After the WWF purchased WCW in March of 2001, Duggan toured the independent wrestling scene and appeared in conventions the world over. This isn’t to say, however, that his time in mainstream wrestling was over. In the years that followed, Duggan was not only prevalent in Total Nonstop Action Wrestling but even returned to WWE as an esteemed company alumnus. Whether in Royal Rumble matches or comedic segments featuring other legends, Duggan’s appearances never failed to receive positive reactions from audiences.
WWE honored Duggan outside of the squared circle, too. In 2011, Duggan joined the company’s Hall of Fame. Roughly three years later, Duggan took part in the short-lived WWE Network reality show entitled Legends’ House. This show, which ran for one season, featured other names from yesteryear including Pat Patterson, “Mean” Gene Okerlund, and “Rowdy” Roddy Piper.

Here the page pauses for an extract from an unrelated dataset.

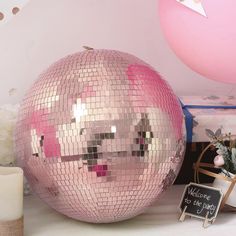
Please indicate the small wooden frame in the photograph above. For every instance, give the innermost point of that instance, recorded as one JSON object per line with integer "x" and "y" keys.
{"x": 200, "y": 201}
{"x": 201, "y": 167}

Those with only a passing interest in pro wrestling may be unaware of the fact that Jim Duggan is a cancer several multiple times over. Roughly 20 years ago, he was diagnosed with kidney cancer, which he beat. However, this past October, he revealed his prostate cancer diagnosis; fortunately, by December, it was announced that he was cancer-free. Now at 68 years old, having enjoyed an extensive career and undergone positive and negative life experiences alike, the former Falcons recruit seems to look at the modern wrestling landscape with optimism.
“I think the kids are much more professional nowadays. Nobody’s sleeping on the floor back there and nobody’s out partying all night,” Duggan shared with Betway Insider. Though the wrestling world is different from the one that Duggan was in the proverbial trenches for, during his time, his contributions to the industry can’t be ignored. The fact that the average old-school wrestling fan will immediately associate a plank of wood, of all things, with the WWE Hall of Famer is a testament in and of itself. He may not be a multi-time world titleholder, but “Hacksaw” Jim Duggan a legend all his own.